Liana Mikaele-Tu'u
- Born: 2 March 2002 (age 23) Hastings, New Zealand
- Height: 1.77 m (5 ft 10 in)
- Weight: 93 kg (14 st 9 lb; 205 lb)
- School: Hastings Girls' High School
- Notable relative: Marino Mikaele-Tu'u (brother)

Rugby union career
- Position(s): Loose forward, number 8

Senior career
- Years: Team / Apps / (Points)
- 2019: Hawke's Bay / 6 / (10)
- 2020–2023: Auckland / 16 / (15)
- 2025–: Harlequins /  / (5)
- Correct as of 17 November 2025

Super Rugby
- Years: Team / Apps / (Points)
- 2021–: Blues Women / 19 / (15)

International career
- Years: Team / Apps / (Points)
- 2021–: New Zealand / 35 / (30)
- Correct as of 27 September 2025
- Medal record
Women's rugby union
Representing New Zealand
Rugby World Cup
| Gold medal – first place | 2021 New Zealand | Team competition |
| Bronze medal – third place | 2025 England | Team competition |

= Liana Mikaele-Tu'u =

New Zealand rugby union player

Liana Mikaele-Tu'u (born 2 March 2002) is a New Zealand rugby union player. She plays for the Black Ferns internationally and was a member of their 2021 Rugby World Cup champion squad. She also plays for Blues Women in the Super Rugby Aupiki competition. She played for Hawke's Bay previously before moving to Auckland. In October 2025, she joined Harlequins as injury cover.

== Rugby career ==
Mikaele-Tu’u attended Hastings Girls High School and debuted for Hawke's Bay in the Farah Palmer Cup in 2019. She moved to Auckland in 2020 to study physiotherapy at university and currently plays for Auckland.

=== 2021 ===
Mikaele-Tu'u played for the Blues against the Chiefs in the first-ever women's Super Rugby match in New Zealand on 1 May 2021.

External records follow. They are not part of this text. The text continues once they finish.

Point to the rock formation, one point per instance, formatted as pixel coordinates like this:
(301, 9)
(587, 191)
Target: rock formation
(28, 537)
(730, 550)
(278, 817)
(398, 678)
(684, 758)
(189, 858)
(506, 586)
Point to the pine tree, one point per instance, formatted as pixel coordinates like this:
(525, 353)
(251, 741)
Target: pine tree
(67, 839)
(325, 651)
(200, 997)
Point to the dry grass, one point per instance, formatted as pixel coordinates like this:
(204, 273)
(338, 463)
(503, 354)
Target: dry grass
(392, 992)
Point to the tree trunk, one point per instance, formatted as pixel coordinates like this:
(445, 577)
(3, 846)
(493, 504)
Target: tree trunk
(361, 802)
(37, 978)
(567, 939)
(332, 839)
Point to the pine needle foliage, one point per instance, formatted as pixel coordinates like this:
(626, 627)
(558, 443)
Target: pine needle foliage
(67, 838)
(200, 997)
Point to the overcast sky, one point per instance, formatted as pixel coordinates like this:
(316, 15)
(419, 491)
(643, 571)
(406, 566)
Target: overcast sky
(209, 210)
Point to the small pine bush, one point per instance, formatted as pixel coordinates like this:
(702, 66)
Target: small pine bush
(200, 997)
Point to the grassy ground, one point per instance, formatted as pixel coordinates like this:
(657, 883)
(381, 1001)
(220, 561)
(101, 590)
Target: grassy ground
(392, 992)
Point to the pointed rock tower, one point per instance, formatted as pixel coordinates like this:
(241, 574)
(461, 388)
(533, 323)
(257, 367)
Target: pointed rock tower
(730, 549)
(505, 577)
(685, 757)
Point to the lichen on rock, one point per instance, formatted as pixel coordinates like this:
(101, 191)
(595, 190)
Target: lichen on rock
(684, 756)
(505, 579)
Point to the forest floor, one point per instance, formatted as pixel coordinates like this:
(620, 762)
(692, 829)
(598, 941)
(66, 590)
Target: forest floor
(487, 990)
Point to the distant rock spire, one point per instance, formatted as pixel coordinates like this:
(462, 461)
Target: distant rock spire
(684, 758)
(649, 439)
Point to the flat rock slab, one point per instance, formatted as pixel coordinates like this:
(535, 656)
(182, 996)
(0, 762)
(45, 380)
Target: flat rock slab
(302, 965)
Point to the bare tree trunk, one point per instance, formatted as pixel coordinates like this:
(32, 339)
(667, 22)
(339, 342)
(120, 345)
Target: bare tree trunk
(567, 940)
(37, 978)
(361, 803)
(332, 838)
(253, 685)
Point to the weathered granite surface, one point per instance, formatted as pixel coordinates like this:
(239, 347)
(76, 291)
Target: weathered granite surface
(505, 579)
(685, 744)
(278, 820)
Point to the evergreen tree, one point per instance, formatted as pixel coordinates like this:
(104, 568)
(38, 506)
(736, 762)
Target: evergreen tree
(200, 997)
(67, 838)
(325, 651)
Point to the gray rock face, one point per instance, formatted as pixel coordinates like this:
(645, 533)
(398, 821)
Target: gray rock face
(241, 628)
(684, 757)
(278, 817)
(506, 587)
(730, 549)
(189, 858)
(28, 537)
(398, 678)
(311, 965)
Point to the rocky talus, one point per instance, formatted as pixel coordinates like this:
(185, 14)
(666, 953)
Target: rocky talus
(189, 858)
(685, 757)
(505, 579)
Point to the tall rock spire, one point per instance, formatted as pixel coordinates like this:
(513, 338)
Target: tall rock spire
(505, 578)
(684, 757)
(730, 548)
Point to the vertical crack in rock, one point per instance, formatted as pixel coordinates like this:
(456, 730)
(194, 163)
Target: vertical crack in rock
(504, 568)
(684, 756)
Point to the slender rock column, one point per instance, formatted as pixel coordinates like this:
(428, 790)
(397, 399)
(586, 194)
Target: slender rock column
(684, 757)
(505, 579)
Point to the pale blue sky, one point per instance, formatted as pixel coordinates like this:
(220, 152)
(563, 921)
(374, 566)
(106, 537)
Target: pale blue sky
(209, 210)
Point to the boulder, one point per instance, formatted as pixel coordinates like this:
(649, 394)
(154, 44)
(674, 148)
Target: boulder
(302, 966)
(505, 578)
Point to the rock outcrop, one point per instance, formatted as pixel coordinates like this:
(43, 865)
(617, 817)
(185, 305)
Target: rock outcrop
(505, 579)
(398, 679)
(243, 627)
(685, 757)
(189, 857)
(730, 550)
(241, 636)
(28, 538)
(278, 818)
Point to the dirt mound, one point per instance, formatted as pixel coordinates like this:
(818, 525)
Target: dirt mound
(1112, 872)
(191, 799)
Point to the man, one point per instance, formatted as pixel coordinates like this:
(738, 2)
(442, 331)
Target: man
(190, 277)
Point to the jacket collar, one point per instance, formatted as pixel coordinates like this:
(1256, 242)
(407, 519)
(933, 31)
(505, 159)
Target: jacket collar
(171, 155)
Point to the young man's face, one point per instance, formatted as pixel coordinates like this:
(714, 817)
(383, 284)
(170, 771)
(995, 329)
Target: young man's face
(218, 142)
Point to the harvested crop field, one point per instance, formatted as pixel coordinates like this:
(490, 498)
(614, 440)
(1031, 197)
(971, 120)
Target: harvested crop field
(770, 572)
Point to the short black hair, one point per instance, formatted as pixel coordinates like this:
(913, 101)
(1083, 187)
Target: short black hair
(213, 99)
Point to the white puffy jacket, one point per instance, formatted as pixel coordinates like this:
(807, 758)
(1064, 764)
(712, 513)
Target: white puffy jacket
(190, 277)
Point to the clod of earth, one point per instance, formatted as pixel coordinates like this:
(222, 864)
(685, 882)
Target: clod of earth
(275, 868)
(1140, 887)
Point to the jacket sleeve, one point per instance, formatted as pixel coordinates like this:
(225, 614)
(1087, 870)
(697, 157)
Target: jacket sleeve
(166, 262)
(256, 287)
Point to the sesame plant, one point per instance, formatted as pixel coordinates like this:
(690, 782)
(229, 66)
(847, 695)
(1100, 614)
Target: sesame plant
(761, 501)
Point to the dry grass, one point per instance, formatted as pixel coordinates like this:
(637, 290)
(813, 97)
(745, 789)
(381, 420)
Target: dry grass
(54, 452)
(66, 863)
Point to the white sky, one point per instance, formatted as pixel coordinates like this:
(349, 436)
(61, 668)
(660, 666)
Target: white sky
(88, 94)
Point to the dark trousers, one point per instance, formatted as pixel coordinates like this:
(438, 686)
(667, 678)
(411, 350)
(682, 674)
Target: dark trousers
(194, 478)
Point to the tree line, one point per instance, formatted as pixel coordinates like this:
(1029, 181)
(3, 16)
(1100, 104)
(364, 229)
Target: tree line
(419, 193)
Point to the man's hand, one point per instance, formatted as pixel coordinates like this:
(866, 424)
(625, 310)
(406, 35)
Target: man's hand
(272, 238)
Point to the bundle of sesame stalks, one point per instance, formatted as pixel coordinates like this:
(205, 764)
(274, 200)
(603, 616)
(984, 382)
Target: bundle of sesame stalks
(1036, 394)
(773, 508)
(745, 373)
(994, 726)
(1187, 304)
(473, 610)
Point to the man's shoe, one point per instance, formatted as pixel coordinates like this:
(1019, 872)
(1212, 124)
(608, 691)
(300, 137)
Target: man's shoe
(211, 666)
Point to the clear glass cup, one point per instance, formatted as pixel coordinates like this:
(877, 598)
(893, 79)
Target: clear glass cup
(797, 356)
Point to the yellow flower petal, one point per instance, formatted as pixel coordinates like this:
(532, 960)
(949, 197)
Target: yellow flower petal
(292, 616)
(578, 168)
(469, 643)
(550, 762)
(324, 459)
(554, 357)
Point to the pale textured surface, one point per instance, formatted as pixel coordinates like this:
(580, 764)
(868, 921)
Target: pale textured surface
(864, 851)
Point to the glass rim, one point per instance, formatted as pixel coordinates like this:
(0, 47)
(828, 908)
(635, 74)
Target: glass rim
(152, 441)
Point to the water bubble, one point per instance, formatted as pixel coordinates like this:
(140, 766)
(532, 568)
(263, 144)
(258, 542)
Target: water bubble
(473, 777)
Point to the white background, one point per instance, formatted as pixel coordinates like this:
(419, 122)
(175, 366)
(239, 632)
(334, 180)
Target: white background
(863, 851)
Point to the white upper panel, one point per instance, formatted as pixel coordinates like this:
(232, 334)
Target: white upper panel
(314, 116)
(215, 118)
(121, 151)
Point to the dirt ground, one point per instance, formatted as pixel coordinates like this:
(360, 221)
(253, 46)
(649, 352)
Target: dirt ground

Mikaele-Tu'u made her Black Ferns test debut against England in Exeter on 31 October. On 3 November, She was named in the Blues squad for the inaugural Super Rugby Aupiki competition.

=== 2022 ===
Mikaele-Tu'u was named in the Blues starting line up for their first game against Matatū, they won 21–10. She also started in their 0–35 thrashing by the Chiefs Manawa in the final round.

Mikaele-Tu’u was named in the Black Ferns squad for the 2022 Pacific Four Series. She made the team once again for the deferred 2021 Rugby World Cup that was hosted by New Zealand. She scored a try for the Black Ferns as they thrashed Scotland 57–0 in their final pool game.

=== 2023–25 ===
In July 2023, she made the starting line up in the Black Ferns 21–52 victory over Canada at the Pacific Four Series in Ottawa.

In July 2025, she was named in the Black Ferns Rugby World Cup squad.

In October 2025, she joined Premiership Women's Rugby team Harlequins as injury cover.

== Personal life ==
Her brother, loose forward Marino Mikaele-Tu'u, has played for the All Blacks XV and Highlanders.